Pro Tip: The Margin of Safety
I never buy a stock just because it hits 4 stars. I wait for a personal margin of safety. If Morningstar's Fair Value is $100 (4 stars), I might set my buy target at $80 or lower. This builds in a cushion for being wrong or for the market getting even more pessimistic. Discipline here has saved me from countless "value traps"—stocks that look cheap but get cheaper forever.
Practical Strategies for an Overvalued Market
So the market is 6% overvalued, and your favorite sectors are even hotter. What do you do with your money? Sitting entirely in cash is a strategy with its own risks (inflation).
Strategy 1: Rebalance Towards Value. Use the sector table above as a guide. If your portfolio is heavily weighted toward Technology (like most people's), consider systematically trimming winners and redirecting those funds into sectors trading below fair value, like Financials or Energy. This isn't about abandoning growth; it's about diversification based on valuation.

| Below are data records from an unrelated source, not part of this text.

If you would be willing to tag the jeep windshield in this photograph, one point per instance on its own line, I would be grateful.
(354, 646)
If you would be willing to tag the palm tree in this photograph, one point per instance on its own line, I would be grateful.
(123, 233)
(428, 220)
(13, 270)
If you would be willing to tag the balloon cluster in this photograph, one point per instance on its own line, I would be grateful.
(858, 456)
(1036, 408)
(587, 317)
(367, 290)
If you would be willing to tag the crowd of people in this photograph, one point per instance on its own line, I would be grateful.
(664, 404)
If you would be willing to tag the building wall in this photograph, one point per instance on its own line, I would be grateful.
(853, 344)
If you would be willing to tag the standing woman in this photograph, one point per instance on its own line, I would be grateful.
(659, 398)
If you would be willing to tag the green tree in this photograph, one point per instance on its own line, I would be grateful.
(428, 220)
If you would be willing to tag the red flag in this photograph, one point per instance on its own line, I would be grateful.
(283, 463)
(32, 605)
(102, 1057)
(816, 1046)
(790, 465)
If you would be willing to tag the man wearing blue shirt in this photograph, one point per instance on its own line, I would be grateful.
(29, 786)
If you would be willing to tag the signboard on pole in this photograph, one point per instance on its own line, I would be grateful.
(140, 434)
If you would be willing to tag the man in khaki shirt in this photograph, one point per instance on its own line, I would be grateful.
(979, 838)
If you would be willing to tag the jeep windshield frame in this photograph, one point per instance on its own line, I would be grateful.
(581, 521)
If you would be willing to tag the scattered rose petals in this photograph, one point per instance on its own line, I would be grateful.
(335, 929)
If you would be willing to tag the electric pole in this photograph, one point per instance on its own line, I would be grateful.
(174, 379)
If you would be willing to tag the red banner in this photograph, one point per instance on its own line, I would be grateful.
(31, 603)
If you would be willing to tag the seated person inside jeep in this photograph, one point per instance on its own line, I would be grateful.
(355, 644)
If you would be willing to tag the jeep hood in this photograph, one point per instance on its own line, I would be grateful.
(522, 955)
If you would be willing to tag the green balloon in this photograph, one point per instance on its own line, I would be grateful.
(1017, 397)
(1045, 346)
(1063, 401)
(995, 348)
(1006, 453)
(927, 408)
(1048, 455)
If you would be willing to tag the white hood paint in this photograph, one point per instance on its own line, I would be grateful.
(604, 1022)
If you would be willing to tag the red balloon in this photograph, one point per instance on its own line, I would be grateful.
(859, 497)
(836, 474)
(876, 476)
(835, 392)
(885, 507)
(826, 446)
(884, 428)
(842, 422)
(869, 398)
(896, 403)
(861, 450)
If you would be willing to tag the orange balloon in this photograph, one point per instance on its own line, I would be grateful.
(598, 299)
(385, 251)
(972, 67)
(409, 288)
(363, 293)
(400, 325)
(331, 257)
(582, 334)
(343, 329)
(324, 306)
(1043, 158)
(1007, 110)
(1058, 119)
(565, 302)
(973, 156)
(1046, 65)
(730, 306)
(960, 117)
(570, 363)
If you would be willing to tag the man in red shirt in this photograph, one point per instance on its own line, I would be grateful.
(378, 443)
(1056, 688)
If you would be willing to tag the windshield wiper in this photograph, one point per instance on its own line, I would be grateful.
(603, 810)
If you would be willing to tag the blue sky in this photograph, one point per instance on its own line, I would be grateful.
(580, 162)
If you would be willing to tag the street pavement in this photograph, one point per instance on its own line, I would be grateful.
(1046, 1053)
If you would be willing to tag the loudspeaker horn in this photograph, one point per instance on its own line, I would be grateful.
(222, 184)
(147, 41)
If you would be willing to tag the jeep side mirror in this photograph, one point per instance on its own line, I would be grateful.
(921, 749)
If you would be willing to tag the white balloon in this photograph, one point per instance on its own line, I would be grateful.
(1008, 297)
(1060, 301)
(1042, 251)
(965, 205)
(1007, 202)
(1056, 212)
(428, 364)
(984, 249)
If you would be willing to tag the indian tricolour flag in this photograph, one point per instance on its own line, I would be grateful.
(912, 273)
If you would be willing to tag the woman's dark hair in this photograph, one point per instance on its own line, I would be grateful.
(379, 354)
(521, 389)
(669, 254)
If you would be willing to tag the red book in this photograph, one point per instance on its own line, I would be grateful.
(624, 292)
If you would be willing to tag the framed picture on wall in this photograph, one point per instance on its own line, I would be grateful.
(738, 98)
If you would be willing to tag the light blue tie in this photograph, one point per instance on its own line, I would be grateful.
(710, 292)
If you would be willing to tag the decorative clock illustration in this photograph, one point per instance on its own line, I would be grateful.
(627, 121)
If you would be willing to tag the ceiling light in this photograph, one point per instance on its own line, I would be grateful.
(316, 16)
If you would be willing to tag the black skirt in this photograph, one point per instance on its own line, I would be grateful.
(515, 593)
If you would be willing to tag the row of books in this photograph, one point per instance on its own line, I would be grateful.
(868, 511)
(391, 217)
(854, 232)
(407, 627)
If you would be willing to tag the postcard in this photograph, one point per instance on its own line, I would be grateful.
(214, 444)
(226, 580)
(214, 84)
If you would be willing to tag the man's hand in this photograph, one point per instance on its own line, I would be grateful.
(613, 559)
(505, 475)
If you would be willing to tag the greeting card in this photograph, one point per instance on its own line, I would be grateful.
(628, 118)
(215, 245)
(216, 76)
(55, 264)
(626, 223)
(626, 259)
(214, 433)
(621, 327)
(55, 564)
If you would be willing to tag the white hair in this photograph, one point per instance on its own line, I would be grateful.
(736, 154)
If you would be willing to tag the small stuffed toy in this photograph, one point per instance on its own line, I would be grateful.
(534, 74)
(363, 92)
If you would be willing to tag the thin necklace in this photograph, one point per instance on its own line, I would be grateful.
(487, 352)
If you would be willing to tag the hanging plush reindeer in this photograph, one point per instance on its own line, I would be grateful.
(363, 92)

Strategy 2: Dollar-Cost Average into Your Watchlist. If you have a list of 4- and 5-star stocks from your screener, but the whole market feels expensive, commit to buying small, fixed amounts at regular intervals. You'll buy some shares when they're fairly valued and some when they're truly cheap during a market dip. This takes the emotion out of timing.
Strategy 3: Focus on Quality and Income. In expensive markets, the margin for error shrinks. Prioritize companies with Wide Moat ratings, strong balance sheets, and a history of paying and growing dividends. These companies are better equipped to weather a downturn. A 3-star, wide-moat company with a 3% dividend yield can be a better hold in a shaky market than a 1-star, no-moat hyper-growth stock.
I remember in late 2021, when everything felt frothy. I moved a chunk of my tech profits into a boring, 4-star-rated utility stock and a couple of undervalued European pharmaceutical companies. They didn't skyrocket, but they held their ground and paid dividends while the growth darlings cratered in 2022. That patience came from trusting the valuation discipline over the market's narrative.
Your Burning Questions, Answered
Final thought. The question "How overvalued are US companies?" will never have a perfect answer. Morningstar's Fair Value gives us a disciplined, quantitative framework to even begin answering it. That 1.06 ratio tells us to be cautious, not panicked. It tells us to be selective, not to flee the market.
Your job isn't to find a single magic number. It's to use tools like Morningstar's to build a process that filters out noise, identifies quality businesses, and insists on a margin of safety. In a market that feels expensive, that process is your only real edge.